Hi everyone,
This has been on my mind for a few weeks, so I wanted to share it and hear what others think.
In my experience, AI in WeWeb hasn’t been helpful—it’s been unreliable. And to be fair, I don’t think this is just a WeWeb issue. I think “vibe coding” in general tends to create fragile, unpredictable results. I’ve seen people try to build apps this way and end up with something that looks good on the surface but isn’t stable enough to support real users.
I’ve personally tried to use WeWeb AI for small tasks. For example, I recently asked it to add a minimum character requirement to a password input. Instead of helping, it broke the logic—the button stopped working entirely, and I had to delete everything and rebuild it from scratch. I imagine others have run into similar issues.
My concern is focus. WeWeb is already a powerful no-code platform, and I think its biggest strength is giving users control and clarity over what they’re building. I’d much rather see continued investment in making the core no-code experience more robust, predictable, and refined—rather than putting energy into AI features that, at least today, feel unstable.

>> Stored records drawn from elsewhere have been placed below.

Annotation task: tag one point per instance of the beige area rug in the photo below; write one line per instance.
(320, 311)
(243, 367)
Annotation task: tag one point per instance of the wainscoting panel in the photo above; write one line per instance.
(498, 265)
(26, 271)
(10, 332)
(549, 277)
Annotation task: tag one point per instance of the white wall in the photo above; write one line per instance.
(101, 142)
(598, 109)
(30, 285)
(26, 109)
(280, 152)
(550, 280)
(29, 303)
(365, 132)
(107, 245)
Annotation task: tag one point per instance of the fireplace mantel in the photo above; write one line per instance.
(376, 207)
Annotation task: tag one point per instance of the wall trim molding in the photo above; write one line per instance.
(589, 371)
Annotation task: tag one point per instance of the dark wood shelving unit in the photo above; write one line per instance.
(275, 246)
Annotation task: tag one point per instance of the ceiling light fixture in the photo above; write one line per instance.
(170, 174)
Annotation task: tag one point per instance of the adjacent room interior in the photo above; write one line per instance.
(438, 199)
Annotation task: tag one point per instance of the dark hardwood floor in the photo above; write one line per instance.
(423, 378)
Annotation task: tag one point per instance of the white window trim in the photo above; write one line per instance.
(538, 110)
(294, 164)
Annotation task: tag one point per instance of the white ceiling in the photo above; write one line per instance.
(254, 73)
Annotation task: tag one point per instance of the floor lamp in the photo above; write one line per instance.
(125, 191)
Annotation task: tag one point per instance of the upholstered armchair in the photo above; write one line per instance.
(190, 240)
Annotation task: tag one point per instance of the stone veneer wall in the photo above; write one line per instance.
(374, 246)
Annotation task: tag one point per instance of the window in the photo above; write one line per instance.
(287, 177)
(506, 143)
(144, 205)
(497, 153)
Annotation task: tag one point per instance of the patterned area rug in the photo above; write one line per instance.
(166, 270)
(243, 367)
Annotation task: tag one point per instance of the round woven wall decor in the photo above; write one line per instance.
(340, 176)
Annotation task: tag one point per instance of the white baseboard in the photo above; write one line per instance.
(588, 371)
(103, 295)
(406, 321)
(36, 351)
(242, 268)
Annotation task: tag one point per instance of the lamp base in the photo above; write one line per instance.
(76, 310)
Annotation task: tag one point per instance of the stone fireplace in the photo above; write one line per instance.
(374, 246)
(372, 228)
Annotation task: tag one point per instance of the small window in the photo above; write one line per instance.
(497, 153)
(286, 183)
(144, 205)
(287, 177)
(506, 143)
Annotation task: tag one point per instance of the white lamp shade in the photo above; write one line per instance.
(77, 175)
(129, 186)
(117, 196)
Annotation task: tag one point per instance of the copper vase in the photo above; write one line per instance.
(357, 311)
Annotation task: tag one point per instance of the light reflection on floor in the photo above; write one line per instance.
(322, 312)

For context, I’m not a traditional developer. I’ve been learning by building—using WeWeb and Xano—and avoiding AI has actually forced me to understand how things work. That’s been valuable. It’s slower, but much more solid.
Even in cases where AI does produce something usable, there’s a deeper issue: if you don’t understand what’s happening under the hood, it’s very hard to sell, maintain, or troubleshoot what you’ve built. And problems will come up. If you don’t truly own the logic, you can’t confidently support it.
To be clear—I really like WeWeb. That’s exactly why I’m sharing this. I just think the platform’s strength is in empowering builders, not abstracting things away too aggressively with AI (at least not yet).
Curious to hear if others have had similar experiences or different ones.